Elle a expliqué que, bien que cela soit illogique, elle ne voulait pas que ses enfants soient distingués à l’école en raison du fait qu’ils avaient un parent survivant. En Israël, à l’époque, beaucoup de leurs camarades avaient des parents qui avaient survécu à la Shoah, et beaucoup d’entre eux ont péri.

« Jusqu’au jour où j’ai reçu une invitation du ministère de l’Éducation en Israël pour accompagner 180 jeunes en Pologne pour la Marche des vivants en tant que témoin », a-t-elle révélé. Face à l’enveloppe du courrier, elle a réalisé que si elle relevait le défi de témoigner, elle devrait renoncer à « l’histoire parfaite » de sa vie qu’elle avait concoctée pour elle-même et ses enfants.
« Ils étaient adultes, donc je devais leur dire la vérité et ils ne furent bien sûr pas choqués, mais considérèrent que j’aurais dû leur dire », a-t-elle déclaré.
L’obligation de témoigner
Aujourd’hui, indique-t-elle, elle accepte chaque conférence qui lui est proposée.
« Nous, les survivants, ne serons plus là dans 10 à 12 ans. Qui va en parler ? Qui va dire : ‘J’étais là' », a-t-elle interrogé.
Elle a dit que lorsqu’elle parle devant un public, elle leur permet de l’aider à porter son fardeau de mémoire.
« Je transmets le message de ma propre histoire… [mais] comment le présenter à la prochaine génération, la deuxième et la troisième, pour qu’elle puisse le répéter et le décrire ? ».
Pour elle, la réponse est l’éducation.

La cérémonie des Nations Unies a été organisée sur le thème « 75 ans après Auschwitz – Enseignement de la Shoah et mémoire pour une justice globale ». En tant que pédagogue de longue date, elle espère bien sûr laisser un héritage de programmes éducatifs sur la Shoah.
Bien qu’ils vivent maintenant en Israël, elle et son compagnon de vie, le Dr Daniel Schydlowsky, sont allés à l’école ensemble au Pérou il y a de nombreuses années. Ensemble, depuis plusieurs années, le couple d’universitaires a tenté d’instituer officiellement un programme d’enseignement de la Shoah mandaté par l’État dans leur ancienne patrie.
La réponse, dit-elle, n’était « pas très encourageante ». Les ministres de l’Education et les fonctionnaires ne veulent pas s’engager dans un programme, a-t-elle dit, et n’ont probablement pas de budget pour former leurs enseignants à cet effet. Elle espère impliquer le mémorial de Yad Vashem, une institution importante de recherche et de commémoration de la Shoah qui possède une solide aile pédagogique, dans la formation des enseignants potentiels, soit en Israël, soit en envoyant une délégation au Pérou.
« C’est une bataille de plusieurs années, pour essayer de convaincre les autorités éducatives d’officialiser ce chapitre de l’histoire du programme scolaire », a-t-elle commenté. « C’est quelque chose sur quoi nous devons travailler et non quelque chose qui se fera tout seul ».

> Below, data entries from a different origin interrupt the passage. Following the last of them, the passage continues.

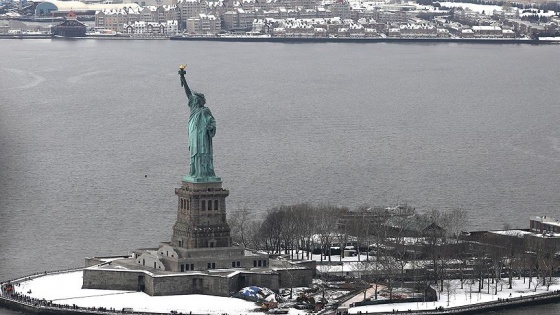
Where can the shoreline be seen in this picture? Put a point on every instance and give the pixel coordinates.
(296, 40)
(28, 305)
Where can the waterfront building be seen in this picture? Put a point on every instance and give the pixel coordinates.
(485, 31)
(152, 28)
(55, 8)
(203, 24)
(187, 9)
(70, 28)
(543, 224)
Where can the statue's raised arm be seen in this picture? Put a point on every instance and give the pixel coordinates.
(184, 81)
(202, 128)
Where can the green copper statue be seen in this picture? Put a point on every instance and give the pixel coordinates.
(202, 128)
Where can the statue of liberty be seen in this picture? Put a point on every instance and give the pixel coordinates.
(202, 128)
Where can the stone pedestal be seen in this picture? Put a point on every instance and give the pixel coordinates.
(201, 216)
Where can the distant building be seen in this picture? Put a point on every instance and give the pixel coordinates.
(71, 27)
(543, 224)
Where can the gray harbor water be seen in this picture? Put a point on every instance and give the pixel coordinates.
(93, 135)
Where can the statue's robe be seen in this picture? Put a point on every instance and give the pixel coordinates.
(202, 127)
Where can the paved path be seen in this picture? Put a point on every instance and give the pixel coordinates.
(360, 296)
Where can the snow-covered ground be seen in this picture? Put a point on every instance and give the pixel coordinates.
(67, 289)
(462, 297)
(488, 9)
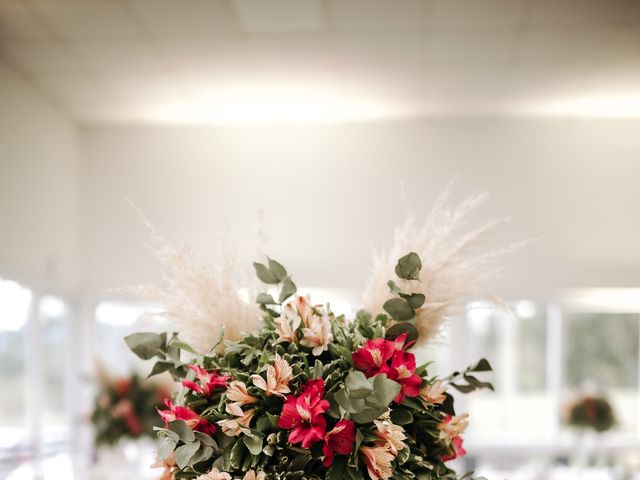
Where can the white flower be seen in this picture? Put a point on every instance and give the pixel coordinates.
(287, 324)
(318, 334)
(251, 475)
(214, 474)
(390, 435)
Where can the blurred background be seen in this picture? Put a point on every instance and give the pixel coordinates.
(306, 119)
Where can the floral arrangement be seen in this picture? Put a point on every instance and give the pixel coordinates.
(591, 412)
(125, 408)
(282, 388)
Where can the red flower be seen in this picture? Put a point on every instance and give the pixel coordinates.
(403, 367)
(339, 440)
(456, 450)
(193, 420)
(208, 381)
(303, 414)
(373, 357)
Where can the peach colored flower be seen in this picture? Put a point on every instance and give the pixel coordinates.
(214, 474)
(238, 394)
(287, 324)
(252, 475)
(318, 333)
(278, 377)
(452, 427)
(433, 394)
(303, 305)
(378, 461)
(390, 435)
(233, 427)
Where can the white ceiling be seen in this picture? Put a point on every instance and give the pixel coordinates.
(211, 61)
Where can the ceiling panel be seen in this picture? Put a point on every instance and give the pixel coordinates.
(278, 16)
(184, 19)
(18, 24)
(583, 13)
(83, 20)
(378, 16)
(129, 57)
(44, 59)
(465, 15)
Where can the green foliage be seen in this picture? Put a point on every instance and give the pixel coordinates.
(409, 267)
(263, 446)
(126, 408)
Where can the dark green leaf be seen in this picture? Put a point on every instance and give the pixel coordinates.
(400, 328)
(144, 344)
(185, 452)
(264, 274)
(182, 346)
(482, 366)
(416, 300)
(288, 289)
(160, 367)
(357, 385)
(409, 266)
(401, 416)
(384, 391)
(183, 430)
(277, 269)
(253, 443)
(265, 299)
(398, 309)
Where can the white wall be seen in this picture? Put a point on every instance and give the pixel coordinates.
(330, 193)
(39, 189)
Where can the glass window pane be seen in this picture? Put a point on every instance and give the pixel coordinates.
(532, 347)
(602, 349)
(53, 351)
(15, 302)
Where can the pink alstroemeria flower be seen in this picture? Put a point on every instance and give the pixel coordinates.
(192, 419)
(373, 357)
(303, 415)
(340, 440)
(403, 368)
(208, 381)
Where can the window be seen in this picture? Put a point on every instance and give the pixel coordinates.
(15, 304)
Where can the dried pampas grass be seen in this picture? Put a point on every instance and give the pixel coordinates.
(453, 272)
(198, 302)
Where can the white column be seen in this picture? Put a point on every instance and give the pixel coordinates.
(555, 367)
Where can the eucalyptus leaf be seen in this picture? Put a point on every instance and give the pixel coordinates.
(264, 274)
(183, 430)
(398, 309)
(403, 328)
(384, 390)
(277, 269)
(288, 289)
(357, 385)
(409, 266)
(483, 365)
(185, 452)
(416, 300)
(160, 367)
(144, 344)
(265, 299)
(253, 443)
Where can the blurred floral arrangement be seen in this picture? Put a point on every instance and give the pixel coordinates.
(125, 408)
(591, 412)
(287, 389)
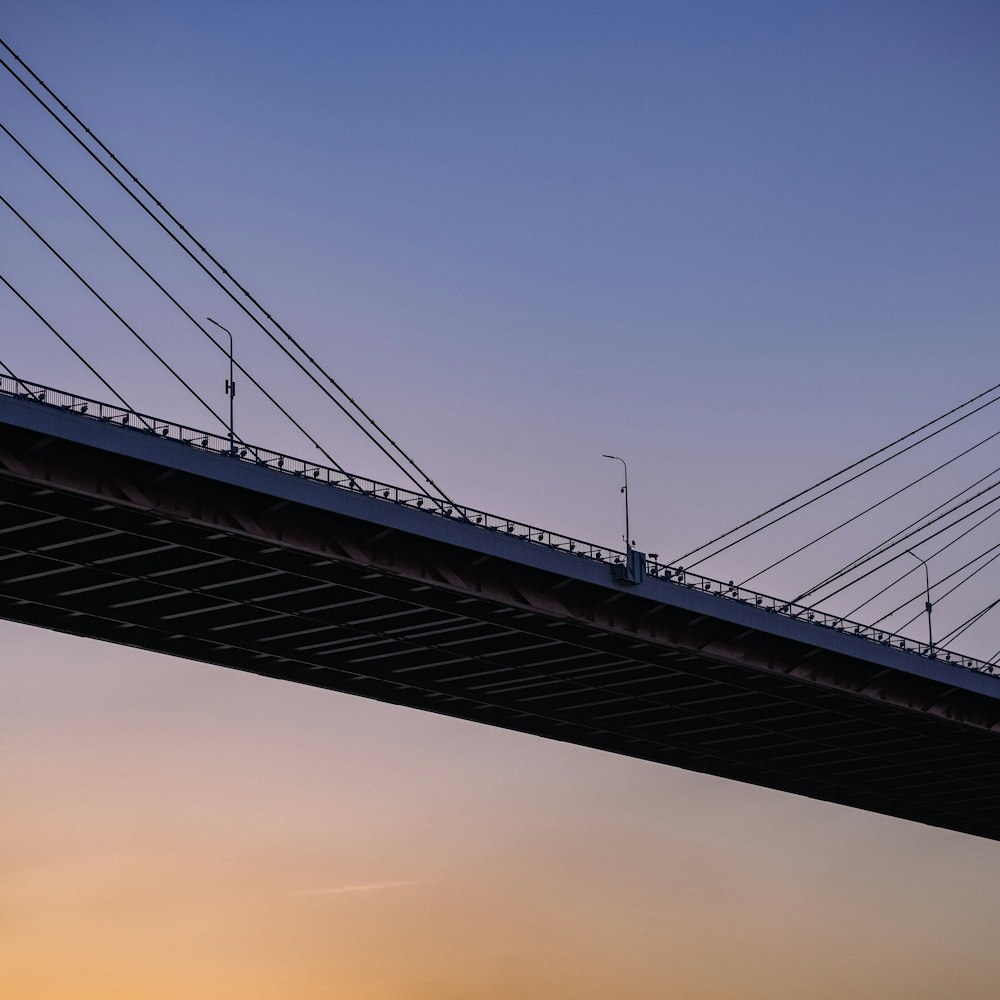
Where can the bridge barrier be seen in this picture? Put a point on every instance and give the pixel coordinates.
(238, 450)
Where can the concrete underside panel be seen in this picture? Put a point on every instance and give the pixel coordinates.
(116, 536)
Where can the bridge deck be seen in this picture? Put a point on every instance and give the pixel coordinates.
(120, 534)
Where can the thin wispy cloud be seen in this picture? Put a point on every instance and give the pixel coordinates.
(337, 890)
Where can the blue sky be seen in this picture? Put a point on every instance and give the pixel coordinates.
(739, 243)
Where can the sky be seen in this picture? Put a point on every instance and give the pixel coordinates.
(741, 244)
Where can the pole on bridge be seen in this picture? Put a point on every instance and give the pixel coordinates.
(927, 601)
(230, 383)
(628, 540)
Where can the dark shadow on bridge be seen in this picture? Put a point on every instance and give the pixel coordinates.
(118, 531)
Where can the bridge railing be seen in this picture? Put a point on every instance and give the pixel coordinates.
(238, 450)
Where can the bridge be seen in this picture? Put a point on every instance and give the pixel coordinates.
(123, 527)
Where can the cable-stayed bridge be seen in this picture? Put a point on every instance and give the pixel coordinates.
(123, 527)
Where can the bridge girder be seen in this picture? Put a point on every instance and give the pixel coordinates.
(112, 534)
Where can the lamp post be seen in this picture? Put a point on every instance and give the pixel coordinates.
(927, 601)
(628, 541)
(230, 383)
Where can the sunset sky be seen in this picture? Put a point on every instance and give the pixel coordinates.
(740, 243)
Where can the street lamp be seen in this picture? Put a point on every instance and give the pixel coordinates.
(927, 602)
(628, 542)
(230, 383)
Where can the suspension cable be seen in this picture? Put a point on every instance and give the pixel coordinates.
(886, 544)
(912, 570)
(968, 623)
(19, 381)
(76, 353)
(868, 510)
(100, 298)
(857, 475)
(201, 329)
(955, 587)
(212, 276)
(899, 555)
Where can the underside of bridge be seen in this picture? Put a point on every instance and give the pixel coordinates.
(113, 534)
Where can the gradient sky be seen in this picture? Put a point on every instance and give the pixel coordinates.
(740, 243)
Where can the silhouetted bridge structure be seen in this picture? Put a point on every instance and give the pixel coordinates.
(130, 529)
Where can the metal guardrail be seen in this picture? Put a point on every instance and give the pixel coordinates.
(240, 451)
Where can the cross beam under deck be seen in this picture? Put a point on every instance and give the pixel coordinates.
(118, 534)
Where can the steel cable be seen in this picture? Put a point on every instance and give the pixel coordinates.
(222, 269)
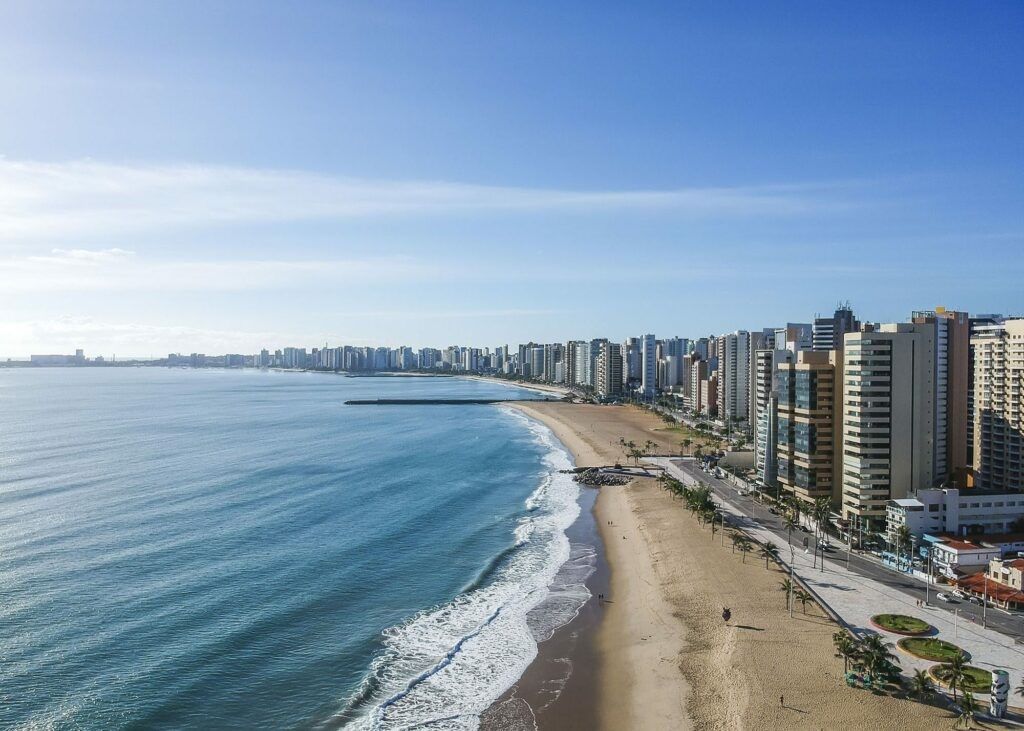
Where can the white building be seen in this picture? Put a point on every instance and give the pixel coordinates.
(733, 377)
(954, 511)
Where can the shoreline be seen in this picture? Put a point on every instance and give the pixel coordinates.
(541, 388)
(635, 638)
(665, 658)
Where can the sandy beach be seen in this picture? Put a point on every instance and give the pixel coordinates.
(665, 657)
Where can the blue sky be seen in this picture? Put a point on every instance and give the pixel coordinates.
(223, 176)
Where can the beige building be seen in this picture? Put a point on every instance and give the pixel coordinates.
(809, 439)
(888, 418)
(608, 379)
(998, 405)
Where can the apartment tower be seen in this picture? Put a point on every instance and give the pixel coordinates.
(888, 418)
(998, 405)
(809, 433)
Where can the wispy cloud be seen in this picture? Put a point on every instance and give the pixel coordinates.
(93, 198)
(126, 338)
(116, 270)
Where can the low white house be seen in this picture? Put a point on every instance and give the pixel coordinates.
(948, 510)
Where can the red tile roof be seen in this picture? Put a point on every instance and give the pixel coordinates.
(998, 592)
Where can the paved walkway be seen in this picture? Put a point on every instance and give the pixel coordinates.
(856, 598)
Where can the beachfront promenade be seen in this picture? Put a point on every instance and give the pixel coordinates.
(849, 593)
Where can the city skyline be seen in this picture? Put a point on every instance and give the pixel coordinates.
(194, 181)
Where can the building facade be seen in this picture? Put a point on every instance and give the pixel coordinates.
(998, 405)
(888, 418)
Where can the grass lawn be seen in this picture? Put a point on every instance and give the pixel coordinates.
(978, 679)
(901, 624)
(930, 648)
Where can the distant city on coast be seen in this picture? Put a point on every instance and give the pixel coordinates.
(511, 366)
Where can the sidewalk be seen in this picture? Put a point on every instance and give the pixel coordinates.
(856, 598)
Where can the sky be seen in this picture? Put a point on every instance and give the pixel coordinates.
(220, 177)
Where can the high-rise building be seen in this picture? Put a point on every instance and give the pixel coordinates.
(609, 371)
(978, 325)
(632, 364)
(648, 367)
(998, 405)
(828, 332)
(888, 418)
(733, 377)
(698, 376)
(809, 429)
(765, 400)
(952, 337)
(569, 362)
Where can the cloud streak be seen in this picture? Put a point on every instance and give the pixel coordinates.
(89, 198)
(116, 270)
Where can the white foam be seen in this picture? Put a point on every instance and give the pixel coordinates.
(445, 665)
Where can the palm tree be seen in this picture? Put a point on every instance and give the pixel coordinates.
(875, 655)
(954, 673)
(921, 685)
(902, 539)
(804, 598)
(846, 647)
(785, 586)
(790, 523)
(969, 706)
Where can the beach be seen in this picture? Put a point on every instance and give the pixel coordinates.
(663, 656)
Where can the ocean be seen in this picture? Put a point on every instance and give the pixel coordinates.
(240, 549)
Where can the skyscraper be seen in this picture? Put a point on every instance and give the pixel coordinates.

Quel que soit l’endroit où elle s’exprime, Irene Shashar reconnaît que sa mère l’a sauvée.
« Grâce à l’acte de courage et de résilience de ma mère, j’ai vaincu Hitler. Grâce à elle, j’ai eu la chance de survivre, de m’épanouir à l’âge adulte. Grâce à elle, j’ai eu la chance d’avoir des enfants et des petits-enfants. Parce que j’ai planté mon arbre généalogique, j’ai vaincu Hitler lui-même », a-t-elle assuré au public des Nations unies.
« C’est un hommage à ma mère, comme l’est ma vie – ainsi que celle de mes enfants et petits-enfants et de ceux qu’ils ont touchés par leur gentillesse et leur générosité. Le courage de ma mère de faire preuve d’audace et de détermination face au danger a permis de mettre ma vie en sécurité, mais aussi de laisser un héritage. Son héritage. Notre héritage en tant que Juifs », a-t-elle conclu.